The ring of integers of a cyclotomic field always has a power basis over $\mathbb{Z}$ . Specifically, the ring of integers of $\mathbb{Q}(\omega_n)$ is $\mathbb{Z}[\omega_n]$ .

Given a primitive $n$ th root of unity $\omega_n$ , its minimal polynomial over $\mathbb{Q}$ is the cyclotomic polynomial $\Phi_n(x)$ . Thus, $[\mathbb{Q}(\omega_n)\!:\!\mathbb{Q}]=\varphi(n)$ , where $\varphi$ denotes the Euler phi function.

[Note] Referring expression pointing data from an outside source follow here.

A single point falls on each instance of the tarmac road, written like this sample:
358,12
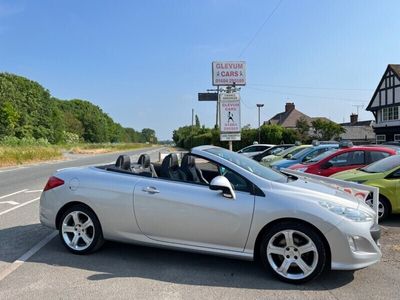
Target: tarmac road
35,265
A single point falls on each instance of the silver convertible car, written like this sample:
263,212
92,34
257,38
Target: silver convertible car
217,202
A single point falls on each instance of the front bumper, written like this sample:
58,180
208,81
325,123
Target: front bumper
354,245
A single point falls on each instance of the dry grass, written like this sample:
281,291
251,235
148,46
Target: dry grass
105,148
11,156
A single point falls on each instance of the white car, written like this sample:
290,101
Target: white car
216,202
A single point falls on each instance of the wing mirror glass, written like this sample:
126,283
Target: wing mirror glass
221,183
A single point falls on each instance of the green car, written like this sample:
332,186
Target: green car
384,174
288,153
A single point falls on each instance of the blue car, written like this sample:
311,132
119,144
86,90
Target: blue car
302,156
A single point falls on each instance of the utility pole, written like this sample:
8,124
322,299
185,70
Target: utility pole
259,132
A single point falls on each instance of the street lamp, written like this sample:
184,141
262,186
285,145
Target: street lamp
259,107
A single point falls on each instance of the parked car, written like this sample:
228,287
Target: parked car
303,156
271,151
334,161
254,149
217,202
384,174
286,154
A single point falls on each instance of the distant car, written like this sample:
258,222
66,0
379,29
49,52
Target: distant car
271,151
384,174
334,161
303,156
254,149
286,154
217,202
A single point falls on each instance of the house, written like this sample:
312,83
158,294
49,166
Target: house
289,117
359,132
385,103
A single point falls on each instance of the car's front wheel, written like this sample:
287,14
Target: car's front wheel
80,230
294,252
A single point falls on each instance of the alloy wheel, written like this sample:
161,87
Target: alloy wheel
292,254
78,230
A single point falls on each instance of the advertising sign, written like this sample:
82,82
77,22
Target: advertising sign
229,116
229,73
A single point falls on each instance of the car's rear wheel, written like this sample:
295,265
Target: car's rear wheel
383,207
80,230
294,252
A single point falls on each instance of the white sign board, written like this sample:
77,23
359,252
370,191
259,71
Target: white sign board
229,116
229,72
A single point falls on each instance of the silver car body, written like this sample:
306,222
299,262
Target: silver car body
192,217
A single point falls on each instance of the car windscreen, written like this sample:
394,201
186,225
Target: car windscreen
383,165
248,164
321,156
300,154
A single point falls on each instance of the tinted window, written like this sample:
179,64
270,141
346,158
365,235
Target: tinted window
383,165
377,155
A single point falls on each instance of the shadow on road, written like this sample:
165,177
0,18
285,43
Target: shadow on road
117,260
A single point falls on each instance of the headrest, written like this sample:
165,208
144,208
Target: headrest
170,161
188,161
144,160
123,162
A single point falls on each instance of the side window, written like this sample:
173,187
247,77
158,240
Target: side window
376,155
356,158
340,160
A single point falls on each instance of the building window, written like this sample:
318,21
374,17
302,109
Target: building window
390,113
380,138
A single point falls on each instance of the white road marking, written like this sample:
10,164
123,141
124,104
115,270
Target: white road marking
9,202
16,264
18,206
21,191
33,191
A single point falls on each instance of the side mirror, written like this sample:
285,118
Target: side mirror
326,165
221,183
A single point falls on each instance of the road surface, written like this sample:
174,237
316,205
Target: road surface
35,265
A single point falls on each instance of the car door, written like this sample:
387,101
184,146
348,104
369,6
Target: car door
192,214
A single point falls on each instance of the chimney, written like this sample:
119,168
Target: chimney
289,107
353,118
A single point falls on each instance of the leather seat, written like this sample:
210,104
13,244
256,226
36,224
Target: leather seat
123,162
145,167
170,168
192,172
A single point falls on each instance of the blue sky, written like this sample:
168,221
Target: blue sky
143,62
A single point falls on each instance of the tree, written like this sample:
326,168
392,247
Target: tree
326,130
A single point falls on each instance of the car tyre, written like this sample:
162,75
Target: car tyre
80,230
293,251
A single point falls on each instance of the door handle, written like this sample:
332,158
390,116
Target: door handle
151,190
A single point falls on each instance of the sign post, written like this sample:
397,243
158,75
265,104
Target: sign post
229,116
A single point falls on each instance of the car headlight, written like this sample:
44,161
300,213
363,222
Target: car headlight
355,215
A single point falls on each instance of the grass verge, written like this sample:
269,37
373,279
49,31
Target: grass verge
11,156
104,148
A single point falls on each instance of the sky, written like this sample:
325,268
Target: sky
143,62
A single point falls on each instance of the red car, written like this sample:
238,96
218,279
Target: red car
335,161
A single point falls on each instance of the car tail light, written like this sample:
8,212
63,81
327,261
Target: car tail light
52,183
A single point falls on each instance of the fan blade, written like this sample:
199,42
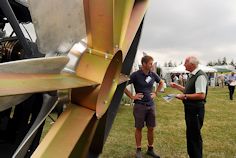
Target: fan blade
35,65
15,83
76,117
123,78
139,10
9,101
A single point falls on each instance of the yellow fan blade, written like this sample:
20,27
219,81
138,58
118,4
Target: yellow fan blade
65,134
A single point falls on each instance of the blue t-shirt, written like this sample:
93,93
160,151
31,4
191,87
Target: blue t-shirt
144,84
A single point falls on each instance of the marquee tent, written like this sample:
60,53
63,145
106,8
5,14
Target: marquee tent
181,69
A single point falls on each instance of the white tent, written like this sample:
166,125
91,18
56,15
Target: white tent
181,69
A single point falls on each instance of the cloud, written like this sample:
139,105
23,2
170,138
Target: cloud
204,28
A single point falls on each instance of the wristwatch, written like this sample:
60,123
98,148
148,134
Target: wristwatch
185,97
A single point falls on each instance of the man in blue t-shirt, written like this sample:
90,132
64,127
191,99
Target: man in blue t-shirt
144,110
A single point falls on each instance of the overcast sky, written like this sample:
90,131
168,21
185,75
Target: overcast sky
176,29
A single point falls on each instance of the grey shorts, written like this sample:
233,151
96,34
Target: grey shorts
144,114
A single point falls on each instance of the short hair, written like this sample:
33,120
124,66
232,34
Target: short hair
193,60
146,59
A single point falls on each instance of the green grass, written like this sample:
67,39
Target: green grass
219,129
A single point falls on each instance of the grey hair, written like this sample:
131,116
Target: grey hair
193,60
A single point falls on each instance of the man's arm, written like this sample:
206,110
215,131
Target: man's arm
158,89
177,86
200,86
195,96
137,96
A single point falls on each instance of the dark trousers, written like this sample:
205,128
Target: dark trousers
231,92
194,117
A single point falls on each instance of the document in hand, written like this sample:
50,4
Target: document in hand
169,97
233,83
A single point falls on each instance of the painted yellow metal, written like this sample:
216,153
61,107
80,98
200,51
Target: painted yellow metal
123,78
99,24
138,12
109,84
65,133
92,66
122,13
102,70
18,83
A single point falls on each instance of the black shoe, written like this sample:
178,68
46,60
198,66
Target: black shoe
138,154
152,153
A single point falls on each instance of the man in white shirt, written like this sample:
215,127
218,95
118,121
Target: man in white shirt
194,98
231,86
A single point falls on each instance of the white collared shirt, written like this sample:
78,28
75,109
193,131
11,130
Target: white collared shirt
201,82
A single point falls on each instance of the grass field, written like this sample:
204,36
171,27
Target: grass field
219,129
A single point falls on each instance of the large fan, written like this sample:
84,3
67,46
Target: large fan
109,30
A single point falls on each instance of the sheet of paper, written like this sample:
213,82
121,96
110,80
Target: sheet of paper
169,97
233,83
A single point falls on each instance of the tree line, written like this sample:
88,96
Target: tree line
220,61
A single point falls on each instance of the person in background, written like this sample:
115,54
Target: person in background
231,79
144,109
185,77
181,80
194,98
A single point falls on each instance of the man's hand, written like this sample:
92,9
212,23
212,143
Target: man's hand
173,85
153,95
138,96
180,96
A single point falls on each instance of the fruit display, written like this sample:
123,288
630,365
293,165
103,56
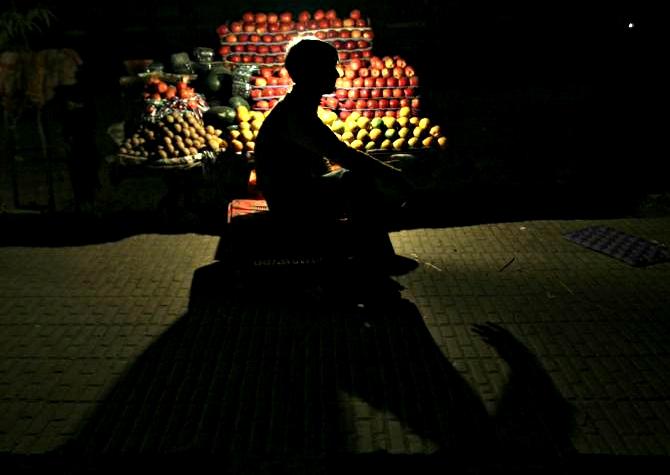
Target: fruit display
401,132
375,87
172,126
262,38
245,123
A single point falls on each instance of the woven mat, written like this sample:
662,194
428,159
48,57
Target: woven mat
632,250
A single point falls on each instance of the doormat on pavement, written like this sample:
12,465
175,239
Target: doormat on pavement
632,250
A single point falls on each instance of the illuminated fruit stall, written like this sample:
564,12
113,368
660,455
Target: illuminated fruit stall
376,104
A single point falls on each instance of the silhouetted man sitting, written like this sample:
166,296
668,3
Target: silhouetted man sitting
295,152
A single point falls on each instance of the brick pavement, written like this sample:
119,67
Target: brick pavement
143,345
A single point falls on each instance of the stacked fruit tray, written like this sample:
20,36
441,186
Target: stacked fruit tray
262,38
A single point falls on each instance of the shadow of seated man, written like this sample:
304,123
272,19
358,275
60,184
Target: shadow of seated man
310,178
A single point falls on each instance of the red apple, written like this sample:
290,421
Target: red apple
332,102
222,30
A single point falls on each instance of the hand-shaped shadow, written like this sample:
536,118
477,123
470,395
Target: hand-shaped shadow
531,417
253,372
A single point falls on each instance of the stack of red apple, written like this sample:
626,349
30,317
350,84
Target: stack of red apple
268,87
261,38
376,87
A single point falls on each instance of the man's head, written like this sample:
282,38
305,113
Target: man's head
312,64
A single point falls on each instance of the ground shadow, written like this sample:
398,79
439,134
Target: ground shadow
248,380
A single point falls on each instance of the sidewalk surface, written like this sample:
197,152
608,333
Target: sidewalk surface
146,344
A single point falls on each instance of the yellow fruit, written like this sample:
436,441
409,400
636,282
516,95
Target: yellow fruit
357,145
237,145
243,113
337,126
347,136
374,134
377,123
363,122
247,135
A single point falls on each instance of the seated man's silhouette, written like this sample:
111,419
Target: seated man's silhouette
295,153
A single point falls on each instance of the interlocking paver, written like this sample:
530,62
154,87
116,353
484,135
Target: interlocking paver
79,323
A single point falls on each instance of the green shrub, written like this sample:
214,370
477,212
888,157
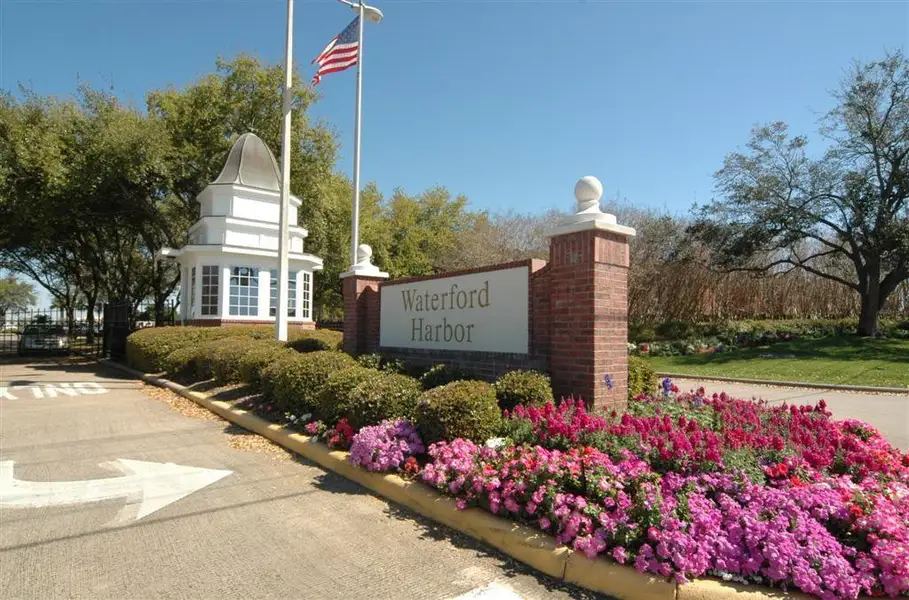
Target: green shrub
316,340
370,361
465,409
191,363
258,358
386,396
377,361
442,374
641,378
523,387
296,384
147,349
230,353
337,392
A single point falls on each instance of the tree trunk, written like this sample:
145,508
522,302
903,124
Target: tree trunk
871,307
71,321
90,318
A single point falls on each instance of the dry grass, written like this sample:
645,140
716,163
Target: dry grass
237,437
178,403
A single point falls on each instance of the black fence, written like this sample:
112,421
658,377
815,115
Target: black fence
123,318
50,332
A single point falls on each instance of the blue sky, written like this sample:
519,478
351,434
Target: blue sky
508,102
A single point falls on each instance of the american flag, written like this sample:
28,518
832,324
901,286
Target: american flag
340,53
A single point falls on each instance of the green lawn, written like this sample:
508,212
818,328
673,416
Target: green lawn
838,360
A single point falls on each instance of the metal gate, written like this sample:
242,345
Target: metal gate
35,333
123,318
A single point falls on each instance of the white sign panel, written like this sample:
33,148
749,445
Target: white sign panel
481,312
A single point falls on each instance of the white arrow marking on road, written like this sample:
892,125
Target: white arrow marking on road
147,486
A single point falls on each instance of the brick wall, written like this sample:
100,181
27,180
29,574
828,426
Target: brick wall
361,314
577,319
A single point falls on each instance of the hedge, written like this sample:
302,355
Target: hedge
230,353
442,374
642,378
315,340
259,358
334,399
523,387
752,332
386,396
193,362
295,384
462,409
147,348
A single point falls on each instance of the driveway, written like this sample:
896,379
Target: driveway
232,523
889,413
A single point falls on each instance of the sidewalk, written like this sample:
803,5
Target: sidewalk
887,412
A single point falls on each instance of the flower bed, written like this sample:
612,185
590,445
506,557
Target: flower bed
823,508
679,485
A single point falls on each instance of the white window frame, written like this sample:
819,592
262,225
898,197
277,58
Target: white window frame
306,296
291,294
242,304
211,283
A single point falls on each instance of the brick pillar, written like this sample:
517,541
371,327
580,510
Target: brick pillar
361,304
588,284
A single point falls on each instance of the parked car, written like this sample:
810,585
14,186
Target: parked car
43,338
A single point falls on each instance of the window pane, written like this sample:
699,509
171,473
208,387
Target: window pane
244,291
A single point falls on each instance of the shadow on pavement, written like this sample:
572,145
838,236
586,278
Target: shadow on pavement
510,568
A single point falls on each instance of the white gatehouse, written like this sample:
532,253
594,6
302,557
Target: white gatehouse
228,270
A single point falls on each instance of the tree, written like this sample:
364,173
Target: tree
15,295
204,119
843,217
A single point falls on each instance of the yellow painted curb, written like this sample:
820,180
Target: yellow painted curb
527,545
601,575
711,589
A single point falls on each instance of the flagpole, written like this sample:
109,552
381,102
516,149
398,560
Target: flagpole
355,227
283,241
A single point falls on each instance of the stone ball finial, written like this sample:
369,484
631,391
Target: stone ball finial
588,191
364,253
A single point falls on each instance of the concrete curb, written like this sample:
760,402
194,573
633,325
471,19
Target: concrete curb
798,384
529,546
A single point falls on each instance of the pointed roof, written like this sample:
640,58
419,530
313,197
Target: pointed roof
250,163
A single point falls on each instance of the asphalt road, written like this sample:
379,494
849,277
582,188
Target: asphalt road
268,528
889,413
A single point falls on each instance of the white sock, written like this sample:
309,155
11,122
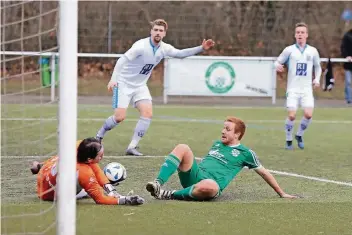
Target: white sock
303,126
141,128
108,125
289,129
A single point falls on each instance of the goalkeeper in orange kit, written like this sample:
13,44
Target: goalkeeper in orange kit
91,180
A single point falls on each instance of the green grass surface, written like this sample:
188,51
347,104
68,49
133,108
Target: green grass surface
247,206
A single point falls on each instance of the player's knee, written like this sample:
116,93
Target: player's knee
308,115
182,148
147,114
119,117
292,117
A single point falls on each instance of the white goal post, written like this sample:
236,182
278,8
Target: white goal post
68,64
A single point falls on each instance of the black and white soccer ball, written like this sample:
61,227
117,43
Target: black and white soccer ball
115,172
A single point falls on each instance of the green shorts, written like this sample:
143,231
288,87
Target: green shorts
194,176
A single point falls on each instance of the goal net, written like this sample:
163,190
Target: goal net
30,109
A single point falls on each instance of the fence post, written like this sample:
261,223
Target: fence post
53,74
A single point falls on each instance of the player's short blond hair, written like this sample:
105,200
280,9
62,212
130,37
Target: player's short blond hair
240,126
301,24
160,22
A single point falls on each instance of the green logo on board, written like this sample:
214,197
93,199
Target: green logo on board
220,77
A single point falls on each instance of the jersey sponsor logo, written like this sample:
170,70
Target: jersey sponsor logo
301,69
146,69
215,153
220,77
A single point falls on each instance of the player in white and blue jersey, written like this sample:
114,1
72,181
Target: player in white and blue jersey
131,73
300,58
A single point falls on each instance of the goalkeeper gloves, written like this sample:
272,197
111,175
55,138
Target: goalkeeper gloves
111,191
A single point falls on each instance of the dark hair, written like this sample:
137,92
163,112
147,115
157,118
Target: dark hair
88,149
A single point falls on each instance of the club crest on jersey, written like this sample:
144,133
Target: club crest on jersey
235,152
301,69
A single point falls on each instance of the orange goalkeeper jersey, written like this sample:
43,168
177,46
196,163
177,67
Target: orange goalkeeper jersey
89,176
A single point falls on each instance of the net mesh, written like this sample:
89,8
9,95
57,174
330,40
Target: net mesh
25,133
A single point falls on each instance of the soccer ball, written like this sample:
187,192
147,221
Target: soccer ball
115,172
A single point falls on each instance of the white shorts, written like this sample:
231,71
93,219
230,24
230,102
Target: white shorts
124,94
304,99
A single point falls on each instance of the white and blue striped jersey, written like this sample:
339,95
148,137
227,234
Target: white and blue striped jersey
300,62
142,58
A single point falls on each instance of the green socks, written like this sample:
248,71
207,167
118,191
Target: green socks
168,168
184,194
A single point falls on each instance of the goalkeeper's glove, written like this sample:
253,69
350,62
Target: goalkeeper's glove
111,191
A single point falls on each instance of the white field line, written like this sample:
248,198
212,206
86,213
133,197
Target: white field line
133,157
175,119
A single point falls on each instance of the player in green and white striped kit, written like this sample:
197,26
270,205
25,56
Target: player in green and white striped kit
207,180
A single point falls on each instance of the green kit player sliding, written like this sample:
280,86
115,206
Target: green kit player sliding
207,180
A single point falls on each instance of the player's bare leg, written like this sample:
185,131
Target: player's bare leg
289,125
145,109
111,122
181,158
306,120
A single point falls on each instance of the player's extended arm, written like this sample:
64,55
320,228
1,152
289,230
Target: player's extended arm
177,53
269,178
95,191
317,68
101,177
282,59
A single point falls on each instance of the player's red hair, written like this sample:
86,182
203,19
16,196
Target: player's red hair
160,22
240,127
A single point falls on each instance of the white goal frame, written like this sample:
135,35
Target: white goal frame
68,64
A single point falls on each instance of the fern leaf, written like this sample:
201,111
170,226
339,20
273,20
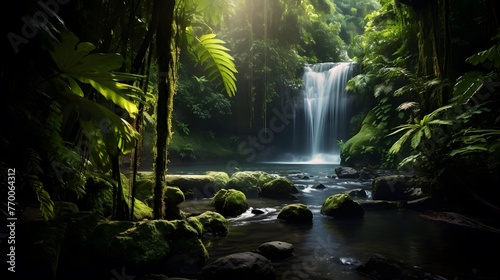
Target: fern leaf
211,53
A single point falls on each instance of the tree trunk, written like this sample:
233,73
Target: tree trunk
167,57
434,49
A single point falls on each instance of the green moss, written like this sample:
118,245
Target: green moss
213,223
173,196
230,202
281,188
196,224
142,211
342,206
364,147
244,181
144,185
219,179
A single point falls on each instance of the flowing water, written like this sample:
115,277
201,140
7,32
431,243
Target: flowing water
323,119
331,249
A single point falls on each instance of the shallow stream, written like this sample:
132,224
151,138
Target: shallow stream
332,249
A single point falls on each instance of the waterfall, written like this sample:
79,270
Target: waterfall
326,112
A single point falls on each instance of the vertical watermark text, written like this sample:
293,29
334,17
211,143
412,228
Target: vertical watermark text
11,219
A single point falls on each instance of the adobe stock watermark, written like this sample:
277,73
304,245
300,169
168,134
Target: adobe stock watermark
259,143
33,23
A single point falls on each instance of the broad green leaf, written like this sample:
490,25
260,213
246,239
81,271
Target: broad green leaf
467,85
415,140
468,149
96,70
109,134
211,53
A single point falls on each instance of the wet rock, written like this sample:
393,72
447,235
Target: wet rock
155,277
346,172
357,193
212,223
241,266
199,186
342,206
275,250
170,247
248,182
279,188
319,186
396,187
379,204
257,212
173,197
421,204
296,213
230,203
380,267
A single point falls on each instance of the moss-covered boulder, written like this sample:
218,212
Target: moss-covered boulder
230,203
279,188
362,149
296,213
342,206
210,223
247,182
173,197
99,197
199,186
169,247
398,187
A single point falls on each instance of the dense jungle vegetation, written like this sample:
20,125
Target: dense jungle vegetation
98,89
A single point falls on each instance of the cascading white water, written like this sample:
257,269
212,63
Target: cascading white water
326,110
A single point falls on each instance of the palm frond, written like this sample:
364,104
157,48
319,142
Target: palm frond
211,53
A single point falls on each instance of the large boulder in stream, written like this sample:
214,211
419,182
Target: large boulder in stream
397,188
230,203
248,182
199,186
241,266
344,172
172,248
209,223
279,188
296,213
173,197
342,206
275,250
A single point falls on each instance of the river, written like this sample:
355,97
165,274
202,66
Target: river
332,249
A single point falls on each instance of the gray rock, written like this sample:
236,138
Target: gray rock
241,266
275,250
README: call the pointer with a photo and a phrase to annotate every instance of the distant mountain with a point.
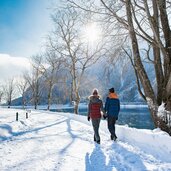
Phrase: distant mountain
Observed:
(101, 75)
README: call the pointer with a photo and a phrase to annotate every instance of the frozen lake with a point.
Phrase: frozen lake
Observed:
(133, 116)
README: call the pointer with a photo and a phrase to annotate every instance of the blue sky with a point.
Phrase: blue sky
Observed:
(23, 26)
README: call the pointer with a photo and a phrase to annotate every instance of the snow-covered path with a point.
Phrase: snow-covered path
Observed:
(58, 141)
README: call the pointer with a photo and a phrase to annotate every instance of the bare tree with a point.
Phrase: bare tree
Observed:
(22, 87)
(34, 80)
(9, 90)
(67, 40)
(50, 73)
(146, 21)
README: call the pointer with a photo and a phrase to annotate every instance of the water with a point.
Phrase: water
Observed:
(136, 117)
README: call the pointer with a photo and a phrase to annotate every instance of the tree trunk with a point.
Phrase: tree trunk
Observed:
(148, 90)
(157, 56)
(49, 96)
(77, 101)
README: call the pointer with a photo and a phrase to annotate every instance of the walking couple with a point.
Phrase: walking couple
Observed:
(110, 111)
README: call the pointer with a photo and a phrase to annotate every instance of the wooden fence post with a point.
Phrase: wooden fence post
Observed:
(26, 115)
(16, 116)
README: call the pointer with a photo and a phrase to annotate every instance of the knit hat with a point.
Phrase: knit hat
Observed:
(112, 90)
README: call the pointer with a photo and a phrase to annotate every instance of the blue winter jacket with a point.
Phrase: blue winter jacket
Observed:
(112, 105)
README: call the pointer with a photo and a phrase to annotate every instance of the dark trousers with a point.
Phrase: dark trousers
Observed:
(96, 123)
(111, 120)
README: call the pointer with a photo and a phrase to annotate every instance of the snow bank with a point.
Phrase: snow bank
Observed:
(57, 141)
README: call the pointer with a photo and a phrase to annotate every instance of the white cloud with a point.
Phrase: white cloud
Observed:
(12, 67)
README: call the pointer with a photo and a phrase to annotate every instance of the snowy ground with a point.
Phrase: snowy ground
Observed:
(64, 142)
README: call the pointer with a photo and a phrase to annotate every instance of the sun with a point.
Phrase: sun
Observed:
(91, 33)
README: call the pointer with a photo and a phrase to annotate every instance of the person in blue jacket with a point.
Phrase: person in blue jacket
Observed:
(112, 108)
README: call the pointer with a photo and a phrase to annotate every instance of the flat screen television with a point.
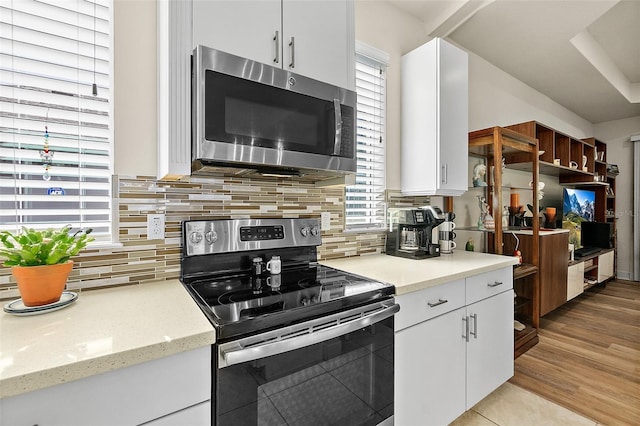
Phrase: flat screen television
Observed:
(578, 205)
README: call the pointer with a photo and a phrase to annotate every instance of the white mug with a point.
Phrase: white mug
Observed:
(274, 281)
(447, 246)
(274, 265)
(447, 226)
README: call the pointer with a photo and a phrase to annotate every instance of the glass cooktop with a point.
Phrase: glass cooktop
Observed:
(241, 304)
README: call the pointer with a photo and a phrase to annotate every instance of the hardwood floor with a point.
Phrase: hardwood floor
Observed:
(588, 357)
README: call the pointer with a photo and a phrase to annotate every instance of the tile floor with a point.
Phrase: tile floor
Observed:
(511, 405)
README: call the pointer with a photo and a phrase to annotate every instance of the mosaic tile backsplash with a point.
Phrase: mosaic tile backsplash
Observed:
(138, 260)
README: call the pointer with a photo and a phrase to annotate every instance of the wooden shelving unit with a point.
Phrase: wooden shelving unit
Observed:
(492, 145)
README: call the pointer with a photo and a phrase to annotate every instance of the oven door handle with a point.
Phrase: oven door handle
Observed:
(304, 334)
(337, 142)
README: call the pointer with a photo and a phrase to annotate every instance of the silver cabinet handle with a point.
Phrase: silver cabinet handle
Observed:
(337, 142)
(292, 44)
(304, 334)
(438, 303)
(474, 333)
(276, 40)
(465, 336)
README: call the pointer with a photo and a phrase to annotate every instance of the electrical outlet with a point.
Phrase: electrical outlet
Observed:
(325, 224)
(155, 226)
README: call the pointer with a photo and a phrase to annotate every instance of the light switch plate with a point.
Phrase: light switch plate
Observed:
(155, 226)
(325, 224)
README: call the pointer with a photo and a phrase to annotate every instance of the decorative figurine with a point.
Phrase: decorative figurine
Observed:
(484, 211)
(479, 172)
(505, 217)
(469, 245)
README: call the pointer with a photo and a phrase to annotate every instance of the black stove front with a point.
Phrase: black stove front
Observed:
(310, 345)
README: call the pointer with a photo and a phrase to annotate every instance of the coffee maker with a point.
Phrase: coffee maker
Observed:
(410, 232)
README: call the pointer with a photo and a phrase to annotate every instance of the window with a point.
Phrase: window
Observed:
(55, 130)
(365, 208)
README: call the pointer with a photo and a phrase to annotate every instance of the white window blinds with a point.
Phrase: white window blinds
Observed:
(365, 208)
(52, 52)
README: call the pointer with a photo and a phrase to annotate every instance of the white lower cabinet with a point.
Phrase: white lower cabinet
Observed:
(447, 362)
(430, 371)
(175, 390)
(490, 346)
(199, 414)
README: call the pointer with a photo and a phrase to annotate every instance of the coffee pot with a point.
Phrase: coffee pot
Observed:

If $n$ is odd, then $\mathbb{Q}(\omega_{2n})=\mathbb{Q}(\omega_n)$ . There are many ways to prove this, but the following is a relatively short proof: Since $\omega_n={\omega_{2n}}^2\in \mathbb{Q}(\omega_{2n})$ , we have that $\mathbb{Q}(\omega_n)\subseteq\mathbb{Q}(\omega_{2n})$ . We also have that $[\mathbb{Q}(\omega_{2n})\!:\!\mathbb{Q}]=\varphi(2n)=\varphi(2)\varphi(n)=\varphi(n)=[\mathbb{Q}(\omega_n)\!:\!\mathbb{Q}]$ . Thus, $[\mathbb{Q}(\omega_{2n})\!:\!\mathbb{Q}(\omega_n)]=1$ . It follows that $\mathbb{Q}(\omega_{2n})=\mathbb{Q}(\omega_n)$ .

Note. If $n$ is a positive integer and $m$ is an integer such that $\gcd(m,n)=1$ , then $\omega_n$ and ${\omega_n}^m$ are primitive $n$ th roots of unity and generate the same cyclotomic field.